The answer to your question depends on whether or not you empasize security over performance and potentially how many records we are talking about. You can create a secure solution that won't scale very well by creating the same symmetric key on both servers by using identical values for key_souce and identity_value for the CREATE SYMMETRIC KEY command. All server side encryption in SQL Server is non-deterministic, meaning that the same value encrypted twice with the same key will result in different encrypted values. Therefore, you won't be able to join the data without decrypting it. If the data is decrpted on each server before it's combined, then you will want to add an SSL Certificate directly to the SQL Server to encrypt at the transport level.
Alternatively, you could put the key on only one server and always perform a remote join on the server with the key after encrypting both tables with it. You would still want an SSL certificate on the instance if you require that the result is returned unencrypted.
Another idea would be to use an Extensible Key Management system, which is a hardware security module that offloads encryption processing and would allow the same key to be used by both systems.
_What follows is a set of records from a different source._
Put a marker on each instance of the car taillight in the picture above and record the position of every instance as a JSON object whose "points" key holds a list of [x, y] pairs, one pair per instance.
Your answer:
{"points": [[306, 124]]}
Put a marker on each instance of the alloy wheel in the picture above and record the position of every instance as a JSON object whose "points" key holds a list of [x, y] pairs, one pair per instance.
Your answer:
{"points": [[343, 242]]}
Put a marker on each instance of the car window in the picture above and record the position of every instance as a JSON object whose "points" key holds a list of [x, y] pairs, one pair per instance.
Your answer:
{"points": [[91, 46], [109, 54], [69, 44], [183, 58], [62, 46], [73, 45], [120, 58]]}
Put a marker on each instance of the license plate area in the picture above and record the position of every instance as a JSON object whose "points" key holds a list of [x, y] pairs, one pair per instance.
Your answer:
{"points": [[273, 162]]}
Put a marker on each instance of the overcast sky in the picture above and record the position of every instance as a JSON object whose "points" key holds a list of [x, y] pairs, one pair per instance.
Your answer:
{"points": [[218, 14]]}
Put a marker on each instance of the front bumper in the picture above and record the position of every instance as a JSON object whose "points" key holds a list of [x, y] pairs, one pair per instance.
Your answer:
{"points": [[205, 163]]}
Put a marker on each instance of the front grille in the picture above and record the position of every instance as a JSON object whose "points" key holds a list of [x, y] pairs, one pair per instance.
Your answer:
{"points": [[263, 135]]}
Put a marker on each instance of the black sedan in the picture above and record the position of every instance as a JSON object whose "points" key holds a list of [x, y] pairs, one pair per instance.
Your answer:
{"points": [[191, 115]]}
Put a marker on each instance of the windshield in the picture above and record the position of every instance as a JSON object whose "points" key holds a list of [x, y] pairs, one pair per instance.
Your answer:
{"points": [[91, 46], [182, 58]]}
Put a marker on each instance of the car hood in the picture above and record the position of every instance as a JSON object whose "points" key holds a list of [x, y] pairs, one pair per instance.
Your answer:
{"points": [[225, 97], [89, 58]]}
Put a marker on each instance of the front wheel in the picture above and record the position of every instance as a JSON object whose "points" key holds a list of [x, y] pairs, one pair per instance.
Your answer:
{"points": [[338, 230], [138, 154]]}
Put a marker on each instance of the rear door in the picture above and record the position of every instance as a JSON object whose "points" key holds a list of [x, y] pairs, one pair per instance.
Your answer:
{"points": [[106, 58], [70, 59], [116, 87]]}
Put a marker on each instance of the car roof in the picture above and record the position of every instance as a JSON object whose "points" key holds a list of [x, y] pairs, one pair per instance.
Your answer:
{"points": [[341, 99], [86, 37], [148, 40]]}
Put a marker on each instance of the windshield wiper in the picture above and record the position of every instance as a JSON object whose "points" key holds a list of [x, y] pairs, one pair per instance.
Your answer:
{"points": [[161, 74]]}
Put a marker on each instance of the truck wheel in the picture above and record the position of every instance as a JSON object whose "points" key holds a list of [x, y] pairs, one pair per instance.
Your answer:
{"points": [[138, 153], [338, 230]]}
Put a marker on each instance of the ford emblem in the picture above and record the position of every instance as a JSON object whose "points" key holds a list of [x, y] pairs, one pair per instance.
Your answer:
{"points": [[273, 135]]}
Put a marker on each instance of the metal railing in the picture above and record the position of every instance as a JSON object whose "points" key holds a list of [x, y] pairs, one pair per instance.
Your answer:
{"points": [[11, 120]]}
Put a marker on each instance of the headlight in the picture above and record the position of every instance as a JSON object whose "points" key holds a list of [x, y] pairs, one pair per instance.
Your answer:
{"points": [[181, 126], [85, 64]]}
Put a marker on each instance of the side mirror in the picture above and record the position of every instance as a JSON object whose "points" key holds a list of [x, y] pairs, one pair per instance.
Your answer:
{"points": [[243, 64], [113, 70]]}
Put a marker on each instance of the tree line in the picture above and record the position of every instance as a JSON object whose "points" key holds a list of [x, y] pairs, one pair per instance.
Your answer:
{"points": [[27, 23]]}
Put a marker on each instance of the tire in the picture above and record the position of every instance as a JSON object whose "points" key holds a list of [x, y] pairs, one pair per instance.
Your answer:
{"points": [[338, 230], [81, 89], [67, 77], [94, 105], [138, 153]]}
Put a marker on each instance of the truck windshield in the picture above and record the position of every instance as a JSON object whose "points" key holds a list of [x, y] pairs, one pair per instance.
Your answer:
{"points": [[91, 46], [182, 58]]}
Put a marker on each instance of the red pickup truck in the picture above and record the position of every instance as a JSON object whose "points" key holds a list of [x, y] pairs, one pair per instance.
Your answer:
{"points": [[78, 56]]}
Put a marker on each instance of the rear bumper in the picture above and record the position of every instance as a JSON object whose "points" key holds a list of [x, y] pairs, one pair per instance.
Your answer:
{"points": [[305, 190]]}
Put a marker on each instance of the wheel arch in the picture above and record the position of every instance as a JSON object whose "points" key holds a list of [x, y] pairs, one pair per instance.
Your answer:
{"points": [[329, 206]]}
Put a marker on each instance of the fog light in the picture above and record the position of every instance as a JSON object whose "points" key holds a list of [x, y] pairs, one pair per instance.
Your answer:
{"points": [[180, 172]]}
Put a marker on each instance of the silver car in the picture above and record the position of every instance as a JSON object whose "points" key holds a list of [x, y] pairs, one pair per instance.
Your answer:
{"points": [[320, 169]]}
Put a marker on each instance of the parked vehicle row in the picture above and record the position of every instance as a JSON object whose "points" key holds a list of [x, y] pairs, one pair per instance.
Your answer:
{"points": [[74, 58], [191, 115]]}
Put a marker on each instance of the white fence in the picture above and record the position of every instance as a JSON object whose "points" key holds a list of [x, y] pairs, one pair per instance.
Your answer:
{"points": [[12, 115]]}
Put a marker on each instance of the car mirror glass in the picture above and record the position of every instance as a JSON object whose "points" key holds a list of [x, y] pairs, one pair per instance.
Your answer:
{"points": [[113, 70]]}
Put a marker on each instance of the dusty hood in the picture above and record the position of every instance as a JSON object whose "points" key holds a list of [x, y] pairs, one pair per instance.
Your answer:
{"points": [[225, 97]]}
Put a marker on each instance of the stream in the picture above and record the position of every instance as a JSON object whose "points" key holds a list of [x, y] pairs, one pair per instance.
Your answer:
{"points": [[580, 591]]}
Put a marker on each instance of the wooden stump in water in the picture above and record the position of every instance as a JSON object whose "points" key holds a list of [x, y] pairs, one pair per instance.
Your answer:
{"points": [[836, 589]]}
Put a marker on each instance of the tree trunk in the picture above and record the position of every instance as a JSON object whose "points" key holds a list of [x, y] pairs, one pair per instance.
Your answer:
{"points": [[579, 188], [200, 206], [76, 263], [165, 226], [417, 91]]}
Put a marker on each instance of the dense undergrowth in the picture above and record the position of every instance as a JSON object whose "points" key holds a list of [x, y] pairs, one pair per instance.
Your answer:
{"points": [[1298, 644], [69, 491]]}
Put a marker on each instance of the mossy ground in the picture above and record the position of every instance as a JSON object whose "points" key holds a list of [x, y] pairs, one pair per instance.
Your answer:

Since server side encryption is non-deterministic, you won't be able to index it. There are two potential solutions to that issue. One is to create a hash on part of the original data and index that to help improve performance and the other would be to use an deterministic method for encryption that is either external or encapsulated in a CLR that is installed on both systems. Be careful with hashes because they are deterministic and can be reproduced easily, so avoid hashing the entire value. If anyone can use the CLR or external encryption who is not authorized, then it's possible that a hash table can be created by running all possible values through the system and then it can be joined back to the original data.
To encrypt in SQL Server, you will also need to use varbinary columns instead of numerics.